O que ou quem te inspira na hora de criar? Você tem algum ídolo na arte?
A própria história da pintura, o olhar pro mundo, pro cotidiano, de alguma forma sempre reverbera no trabalho, mas é no fazer que os caminhos se revelam, eu só descubro por onde seguir enquanto estou pintando. Diversos artistas acabam me influenciando de alguma forma, mas diria que o impressionismo e o expressionismo abstrato foram os dois movimentos que mais me abriram portas para a pintura.
Você está fazendo parte da exposição “O silêncio da tradição: pinturas contemporâneas”. Explica um pouco sobre ela e como surgiu esse convite.
Desde abril de 2024 participo de um grupo de estudos organizado pelo Rodrigo Naves — crítico, historiador da arte e professor — , onde artistas e pesquisadores se encontram semanalmente para discutir história da arte. Como grande parte do grupo possui uma prática voltada principalmente para pintura, o tempo e a convivência despertaram no Naves o desejo de organizar uma exposição como um desdobramento dos encontros. A exposição está em cartaz até o dia 28 de setembro no Centro MariAntonia da USP, com entrada gratuita. Amigos que também participam da exposição: Beatrice Arraes, Beatriz Buendia, Bruno Neves, Daniel Tagliari, Guilherme Gallé, Helen Scheunemann, Jesus José, Joji Ikeda, Lucas Rubly, Luiz83 e Miguel Mori. Também fazem parte do grupo, como pesquisadores, a Beatriz Almeida e o Gabriel San Martin.

Voltando ao skate, como está o skate pra você hoje? Continua andando, continua filmando, fotografando e afins?
Hoje em dia estou parado, faz tempo que não ando de skate. Ainda acompanho algumas coisas, vejo vídeos, sigo amigos que continuam na ativa, mas guardo lembranças muito boas desse tempo, em especial dos lugares que conheci e grandes amizades que construí.

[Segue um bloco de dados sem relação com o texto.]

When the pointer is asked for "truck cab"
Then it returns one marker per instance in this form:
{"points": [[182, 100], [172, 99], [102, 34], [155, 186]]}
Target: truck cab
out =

Falando das duas coisas, o skate influenciou sua arte de alguma forma?
Pensando agora numa possível relação com a pintura, vejo que nos dois há algo que surge da repetição, da tentativa e erro. O movimento nem sempre dá certo de primeira, mas é na insistência que algo começa a acontecer. É como se a imagem, assim como a manobra, surgisse aos poucos, entre tropeços, desvios e descobertas.